Why, exactly, are breakthrough cases happening? For one, the Delta variant is posing a particular problem. This new-ish strain of the virus appears to spread more easily and come with a higher risk of hospitalization, according to the American Society for Microbiology. Plus, preliminary research shows that the mRNA vaccines (Pfizer and Moderna) are only 88 percent effective against symptomatic cases of the Delta variant versus their 93 percent effectiveness against the Alpha variant.

Consider this study released by the CDC in July detailing a COVID-19 outbreak of 470 cases in Provincetown, Massachusetts: Three-quarters of those infected were fully vaccinated, and the Delta variant was found in most of the genetically analyzed samples, according to the organization's data. "High viral loads [the amount of the virus an infected person may have in their blood] suggest an increased risk of transmission and raised concern that, unlike with other variants, vaccinated people with Delta can transmit the virus," said Rochelle Walensky, M.D., and director of the CDC, on Friday, according to The New York Times. Indeed, a Chinese study claims the delta variant viral load is 1,000 times higher than earlier strains of COVID, and the higher the viral load, the more likely it is that someone will spread the virus to others.

In light of these findings, the CDC recently implemented updated mask guidance for the fully vaccinated, suggesting people wear them indoors in areas where transmission is high, since vaccinated people can still get sick with and transmit the virus, according to the CDC.

What to Do If You Think You Have a Breakthrough Infection

So, what happens if you were exposed to someone who tested positive for COVID-19 but you yourself are fully vaccinated? It's easy; get tested. The CDC advises getting tested three to five days after potential exposure, even if you have no symptoms. On the flip side, if you feel sick — even if your symptoms are mild and you think it's just a cold — you should still get tested.

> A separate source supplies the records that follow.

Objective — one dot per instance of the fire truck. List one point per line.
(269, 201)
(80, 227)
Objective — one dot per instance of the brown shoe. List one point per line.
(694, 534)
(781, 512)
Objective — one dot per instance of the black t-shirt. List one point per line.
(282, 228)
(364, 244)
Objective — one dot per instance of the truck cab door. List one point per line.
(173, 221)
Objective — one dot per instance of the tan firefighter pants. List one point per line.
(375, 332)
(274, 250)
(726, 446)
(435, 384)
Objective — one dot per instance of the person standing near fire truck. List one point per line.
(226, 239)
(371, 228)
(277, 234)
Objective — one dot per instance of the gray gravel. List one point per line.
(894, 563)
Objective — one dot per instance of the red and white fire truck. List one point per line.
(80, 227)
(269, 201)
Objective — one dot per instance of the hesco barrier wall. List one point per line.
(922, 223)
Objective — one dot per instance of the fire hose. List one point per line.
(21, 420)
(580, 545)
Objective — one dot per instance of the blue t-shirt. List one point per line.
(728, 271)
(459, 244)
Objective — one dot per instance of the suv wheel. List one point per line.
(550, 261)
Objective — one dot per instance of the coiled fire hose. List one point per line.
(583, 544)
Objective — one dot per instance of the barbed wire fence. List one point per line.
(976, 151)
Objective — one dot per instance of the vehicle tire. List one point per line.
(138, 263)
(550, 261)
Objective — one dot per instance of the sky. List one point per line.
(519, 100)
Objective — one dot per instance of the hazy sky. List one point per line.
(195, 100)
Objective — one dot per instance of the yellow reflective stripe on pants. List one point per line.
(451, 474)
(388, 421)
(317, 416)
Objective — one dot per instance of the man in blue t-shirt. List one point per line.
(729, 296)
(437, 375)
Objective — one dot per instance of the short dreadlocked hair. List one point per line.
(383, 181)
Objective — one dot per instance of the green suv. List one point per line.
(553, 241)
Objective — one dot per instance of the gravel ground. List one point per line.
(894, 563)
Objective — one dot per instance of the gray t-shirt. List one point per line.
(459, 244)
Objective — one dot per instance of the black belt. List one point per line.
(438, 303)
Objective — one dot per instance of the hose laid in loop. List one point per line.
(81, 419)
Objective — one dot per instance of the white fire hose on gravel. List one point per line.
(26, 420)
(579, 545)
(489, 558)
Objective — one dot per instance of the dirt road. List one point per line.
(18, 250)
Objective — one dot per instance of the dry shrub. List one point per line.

Although COVID-19 is still evolving — and, yes, breakthrough cases are possible — the vaccines remain the greatest protectors in combatting the pandemic. That, plus practicing reasonable personal hygiene (washing your hands, covering your sneezes and coughs, staying home if you're sick, etc.) and following updating CDC guidelines on mask wearing and social distancing to keep both you and others safe.

The information in this story is accurate as of press time. As updates about coronavirus COVID-19 continue to evolve, it's possible that some information and recommendations in this story have changed since initial publication. We encourage you to check in regularly with resources such as the CDC, the WHO, and your local public health department for the most up-to-date data and recommendations.